An extract of the Act said: “It is ordained and the decreed that the lords and barons both spiritual and temporal should organise archery displays four times in the year.
“And that football and golf should be utterly condemned and stopped. And that a pair of targets should be made up at all parish churches and shooting should be practised each Sunday ... And concerning football and golf, we ordain that [those found playing these games] be punished by the local barons and, failing them, by the King’s officers.”
A more punitive law was passed against “pointless sports” with a 40 shillings fine was at stake.
The statute said: “That (in) no part of the country should football, golf, or other such pointless sports be practised but, for the common good and for the defence of the country, archery should be practised and targets made up in each parish under penalty of 40 shillings to be collected by the Sheriffs and Bailiffs as previously ordained.”
James IV was to continue with the ban in 1491 although it is known that the monarch himself enjoyed both sports.
Treasury accounts show several footballs were bought for the King with handcrafted clubs made for him in Perth in 1502.
Despite the King’s interest in the sports, the ban was enforced across the country.
Francis Peabody Magoun, Jr, an American scholar with an interest in football, detailed several occasions when the ban was enforced across Scotland in his 1930s text on this history of the game in Scotland.
In 1546, the hammermen - or metalworkers - of Perth stopped their servants and apprentices from going to the South Inch to play football.

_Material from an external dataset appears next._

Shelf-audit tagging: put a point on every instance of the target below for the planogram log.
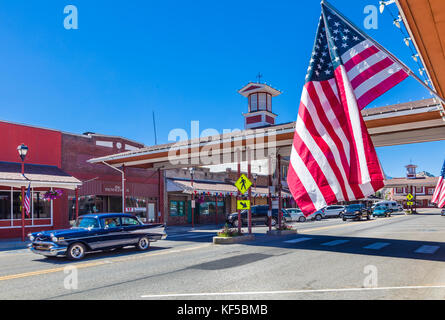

If caught, they were to leave “a pound of wax” at the altar of their patron, Saint Eloy.
Football was thriving to such an extent around Peebles that action was taken in December 1570, Magoun wrote, with any player punished with an 8 shilling fine.
In additions, their footballs would also be cut.
Archibald James Law, a minister at Kirkliston, was censured in 1585 by the synod of Lothian for playing football on a Sunday.
In June 1601, the Privy Council of Scotland heard of a fight which erupted on the pitch at a football game at Lochton in The Merse, Berwickshire - and ended in gunfire.
Several men, while playing football “fell into contention and controversy with one another, and shot and fired off pistols and hackbuts.’
James VI was to later decry football as a “rough and violent exercise” with running, jumping, wrestling, fencing, dancing, playing catch or tennis, archery and pall-mall recommended instead.
Burgh, trades and church authorities throughout Scotland, as well as Parliament, disapproved of ordinary people playing golf when they should have been at work or church.
Those punished included six boys caught playing on the Sabbath at North Inch, Perth, in 1604, with their clubs.
The ringleader fined was all were ordered to make public repentance before the congregation.
J C Dollman’s painting ‘The Sabbath Breakers’ details two golfers being caught golfing on the links by a pair of stern-looking clerics.
A new act was later passed for better observation of the Lord’s Day with “boisterous” games completely banned.
The might of the original 1457 Act which outlawed these two sports wavered over time.
The introduction of gunpowder into the military arsenal in the late 15th Century eroded the importance of archery with less need to protect the activity.
However, the ban on football and golf technically remained on the statute books until 1906 when it was scrubbed altogether from the laws of the land.